I’m on Medicare and the cost to me is about $400/month, as an example of what such a system would cost the taxpayer.
I understand that Medicare itself pretty much pays its own way and deficits are mostly in the Medicaid portion of the administration.
Tychecat is really naive when he/she makes the statement that Medicare “pretty much pays its own way.” The projected bankruptcy of the Medicare Trust Fund is predicted to occur far sooner than that of the Social Security Trust Fund. This in spite of the continuing cut back in reimbursement to the physicians and hospitals. I am embarrassed when I see how little medicare pays my physicians.

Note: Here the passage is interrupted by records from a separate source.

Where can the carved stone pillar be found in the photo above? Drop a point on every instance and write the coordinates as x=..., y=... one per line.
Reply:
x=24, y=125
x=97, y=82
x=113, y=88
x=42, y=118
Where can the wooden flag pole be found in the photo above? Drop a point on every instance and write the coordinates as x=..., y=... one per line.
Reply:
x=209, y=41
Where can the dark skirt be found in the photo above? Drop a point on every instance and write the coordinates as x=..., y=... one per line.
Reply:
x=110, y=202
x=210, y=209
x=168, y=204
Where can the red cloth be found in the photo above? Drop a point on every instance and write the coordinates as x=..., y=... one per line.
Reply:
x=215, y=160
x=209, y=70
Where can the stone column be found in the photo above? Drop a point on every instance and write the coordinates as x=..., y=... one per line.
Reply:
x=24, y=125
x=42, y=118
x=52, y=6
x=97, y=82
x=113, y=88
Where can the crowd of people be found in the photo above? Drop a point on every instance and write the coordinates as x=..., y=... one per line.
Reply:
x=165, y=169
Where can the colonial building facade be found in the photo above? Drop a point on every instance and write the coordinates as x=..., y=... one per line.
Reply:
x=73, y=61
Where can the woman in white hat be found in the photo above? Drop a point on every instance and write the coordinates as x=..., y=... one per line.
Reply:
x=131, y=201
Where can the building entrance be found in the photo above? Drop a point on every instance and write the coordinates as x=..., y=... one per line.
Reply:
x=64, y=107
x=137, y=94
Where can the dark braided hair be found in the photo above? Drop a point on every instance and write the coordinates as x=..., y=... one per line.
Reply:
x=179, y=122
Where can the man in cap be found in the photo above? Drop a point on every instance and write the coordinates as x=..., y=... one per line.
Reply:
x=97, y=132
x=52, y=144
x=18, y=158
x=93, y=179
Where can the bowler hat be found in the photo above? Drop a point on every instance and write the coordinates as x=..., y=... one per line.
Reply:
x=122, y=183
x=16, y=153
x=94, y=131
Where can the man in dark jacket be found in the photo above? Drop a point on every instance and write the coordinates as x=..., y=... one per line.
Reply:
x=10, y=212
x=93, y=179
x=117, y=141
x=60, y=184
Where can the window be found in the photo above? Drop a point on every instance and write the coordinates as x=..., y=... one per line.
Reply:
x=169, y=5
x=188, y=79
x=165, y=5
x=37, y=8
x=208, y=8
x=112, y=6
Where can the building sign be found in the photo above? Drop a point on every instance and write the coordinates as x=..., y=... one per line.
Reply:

The thing that none of the advocates of a universal health care system don’t seem to grasp, including our noted blogger. is that the system to the North and any government sponsored system, controls costs by rationing of care. A few years ago it was reported that Canada had fewer MRI’s in the entire country than we have in the metropolitan Portland area. I think that the main reason we haven’t had a real push for a single payor system is that the American public, who have medical insurance, are not about to accept rationing of care that is about the only way that the costs of medical can be brought down to a level that the tax payer would accept. When doctors can stop practicing defensive medicine and not order unnecessary tests and imaging studies. when the American patient can be told that they are not going to get the MRI they want, or the expensive drug that they saw advertised on TV, and when they are willing to wait 8-12 months or more for elective surgery, then, and only then will a universal health insurance program be possible in the US.

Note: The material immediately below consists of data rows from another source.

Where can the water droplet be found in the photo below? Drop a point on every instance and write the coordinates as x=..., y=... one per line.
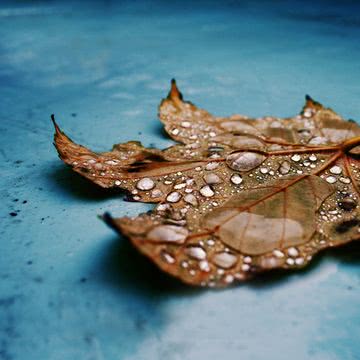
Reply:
x=293, y=252
x=244, y=160
x=168, y=233
x=284, y=167
x=278, y=253
x=167, y=257
x=336, y=170
x=236, y=179
x=307, y=113
x=206, y=191
x=296, y=158
x=145, y=184
x=345, y=180
x=211, y=166
x=212, y=178
x=247, y=259
x=204, y=266
x=347, y=204
x=179, y=186
x=173, y=197
x=331, y=179
x=270, y=262
x=245, y=267
x=156, y=193
x=185, y=124
x=210, y=242
x=318, y=140
x=196, y=252
x=229, y=278
x=191, y=199
x=225, y=260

If I hear one more doc complaining about defensive medicine and tort costs I’ll throw them under the wheels of their golf cart. Care is rationed in the US – for the 45 million uninsured, for Medicaid recipients, and for those in staff and group model HMOs as well as anyne who has to comply with precert rules.

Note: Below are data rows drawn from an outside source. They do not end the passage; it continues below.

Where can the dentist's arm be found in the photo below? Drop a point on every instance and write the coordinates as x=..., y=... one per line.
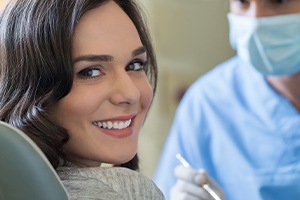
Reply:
x=189, y=185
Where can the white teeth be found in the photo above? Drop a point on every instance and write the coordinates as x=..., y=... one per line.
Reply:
x=113, y=125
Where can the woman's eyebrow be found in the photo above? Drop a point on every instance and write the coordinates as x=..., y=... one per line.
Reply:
x=94, y=58
x=139, y=51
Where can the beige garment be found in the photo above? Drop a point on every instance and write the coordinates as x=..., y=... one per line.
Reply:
x=107, y=183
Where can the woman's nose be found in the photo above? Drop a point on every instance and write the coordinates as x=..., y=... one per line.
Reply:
x=124, y=90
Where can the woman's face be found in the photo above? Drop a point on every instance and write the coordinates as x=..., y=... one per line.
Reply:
x=111, y=94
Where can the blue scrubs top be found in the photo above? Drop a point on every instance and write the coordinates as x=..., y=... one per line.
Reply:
x=232, y=123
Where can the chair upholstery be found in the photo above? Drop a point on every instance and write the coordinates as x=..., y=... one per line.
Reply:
x=25, y=172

This rationing argument is nonsense, not only because have de facto rationing but also because it is a red herring. Canadians, Swiss, Norwegians, and citizens of 33 other countries are healthier than Americans, yet we pay about 50% more than they do.
So the good Dr. Thompson et al are delivering an inferior product and charging much more for it.
Finally, what is wrong with rationing of care? The question is NOT how many MRI machines does Canada have compared to Portland, it is what is the right number of MRI machines? And my bet is many of Portland’s MRI machines are owned by docs, who make money by sending patients there, all the while hiding behind the covers of “defensive medicine”.
The great problem with healthcare in the US is not tort cost or defensive medicine, or pharmaceutical advertising, or excessive bureaurocracy. It is excessive reliance on technology. Cutting edge technology costs, big time. A top of the line computer with all the bells and whistles costs $3000. And yet a $250 3 year old used model does about 80% as much. How much computer do you need to surf the internet? Very little.
In the same way, I have seen many a cardiologist do a $10,000 catheterization and send a patient back to me with the instructions: “Maximize medical managment.” Translation: this patient can be treated with medications only. So why spend $10,000 to tell me that I need to control this guy’s blood pressure and give him aspirin, which is what I am doing already?
Don’t get me wrong. Caths are good things and need to be done. But we don’t need to cath everything with a pulse. Nor do we need to MRI every headache, and operate on every painful back. We do it because we can, and because we get paid damn well to do it.
If insurance companies paid $500 to do a cath and $750 to read an EKG and take a very careful history and physical, what would happen? Doctors would suddenly get very, very good at reading EKGs and doing examinations. And less caths would be done. And I doubt the mortality rate for cardiac disease would change one bit.
We can make do with less. We just have to want to.